A food allergy is an immune system response to a food protein that the body mistakenly believes is harmful. When the food is eaten by an individual, the immune system releases massive amounts of chemicals, triggering an allergic reaction. Most allergic reactions are mild to moderate and do not cause major problems. The parts of the body involved can also vary from person to person, ie it may affect their breathing, gastrointestinal tract, skin and/or heart. A small number of people may experience a severe reaction called anaphylaxis. This is the most concerning type of allergic reaction as it can be fatal. The symptoms of anaphylaxis are: swelling of lips, face and eyes, swelling of the tongue, difficulty breathing and collapse. Anaphylaxis can occur within minutes or up to 2 hours from exposure. It must be treated as a medical emergency, requiring immediate treatment (with adrenaline) and urgent medical attention.

90% of food allergies are caused by: peanuts, tree nuts (walnuts, almonds, cashews, pistachios, pecans etc), fish, crustaceans (prawns, lobster, crab etc), eggs, milk, sesame, soy and wheat. Any food, however can cause an allergy/anaphylaxis. It is important to understand that in some people even very small amounts of food can cause a life threatening reaction
Currently there is no cure for food allergy. Avoidance of the food trigger is the only way to prevent a reaction. Individuals at risk and their carers must read food labels of every food, every time because recipes change without warning. If a product is not packaged, they must enquire about ingredients and the risk of the food coming in contact with the food they are allergic to. If they can’t access information about the ingredients it is best if they do not eat it.

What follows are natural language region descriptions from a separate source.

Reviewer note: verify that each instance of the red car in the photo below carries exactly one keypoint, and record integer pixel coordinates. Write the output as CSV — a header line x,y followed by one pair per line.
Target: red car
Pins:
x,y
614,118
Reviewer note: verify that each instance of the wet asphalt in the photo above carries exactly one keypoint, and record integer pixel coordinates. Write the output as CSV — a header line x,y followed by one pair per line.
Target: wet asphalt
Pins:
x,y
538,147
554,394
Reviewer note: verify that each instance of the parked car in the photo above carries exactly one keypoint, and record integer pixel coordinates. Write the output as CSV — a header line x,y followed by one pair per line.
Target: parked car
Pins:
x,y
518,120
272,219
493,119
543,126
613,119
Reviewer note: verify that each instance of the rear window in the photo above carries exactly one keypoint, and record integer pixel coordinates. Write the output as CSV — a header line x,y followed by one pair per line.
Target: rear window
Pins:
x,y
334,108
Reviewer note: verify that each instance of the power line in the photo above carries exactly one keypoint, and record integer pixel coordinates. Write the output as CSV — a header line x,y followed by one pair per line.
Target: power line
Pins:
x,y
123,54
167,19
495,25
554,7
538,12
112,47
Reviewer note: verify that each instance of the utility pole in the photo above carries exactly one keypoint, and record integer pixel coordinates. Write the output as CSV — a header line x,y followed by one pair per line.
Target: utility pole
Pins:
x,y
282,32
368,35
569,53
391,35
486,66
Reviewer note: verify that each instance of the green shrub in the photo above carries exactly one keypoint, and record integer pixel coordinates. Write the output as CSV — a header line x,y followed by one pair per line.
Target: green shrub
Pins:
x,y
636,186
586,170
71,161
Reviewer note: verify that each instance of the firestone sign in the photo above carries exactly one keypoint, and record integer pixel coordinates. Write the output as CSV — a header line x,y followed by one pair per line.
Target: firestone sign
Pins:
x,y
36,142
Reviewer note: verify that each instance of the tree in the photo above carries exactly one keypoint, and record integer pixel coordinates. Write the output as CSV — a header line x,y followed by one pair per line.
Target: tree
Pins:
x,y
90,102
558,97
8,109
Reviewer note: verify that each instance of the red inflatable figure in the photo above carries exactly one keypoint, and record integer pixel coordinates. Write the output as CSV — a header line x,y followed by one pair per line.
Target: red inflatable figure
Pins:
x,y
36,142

Kindergarten/Pre-school/School can be a potential mine field for a child with food allergies. As we all know kids love to share and steal food and this can be fatal for a child with anaphylaxis. For this reason the majority of centres/schools now have a nut free policy (this is the most common cause of anaphylaxis). When parents send food for their children to share (eg cakes), it is also helpful to write a quick label mentioning if the food contains egg or milk (the next biggest offenders).  It is advisable that parents of a child with an allergy provide alternative treats (eg cup cakes) that can be kept at the centre/school. These treats can be given to the child when non-allergic children bring in birthday cakes/biscuits from home.

It is essential that all children who are at risk of anaphylaxis, have an anaphylaxis action plan signed by their doctor and given to centre/school staff. This gives staff a quick reference guide of what to do should the child come in contact with the offending food. The treatment for an anaphylactic reaction is adrenaline (the device containing adrenaline is called an Epipen). Parents and staff need to agree on where the child’s epipen is kept so that it can be found quickly if there is a reaction. The Epipen should be stored out of direct sunlight and be easily accessible. It must NOT be in a locked cupboard or locked room. All staff need to undertake anaphylaxis training and will need to know how and when to administer the Epipen in the event of an emergency (as per action plan). Parents need to keep staff informed about any changes or updated allergy tests that may occur during the year.

Implementation of these few simple strategies enables all children to participate in a fun environment with minimal risks to their health and safety.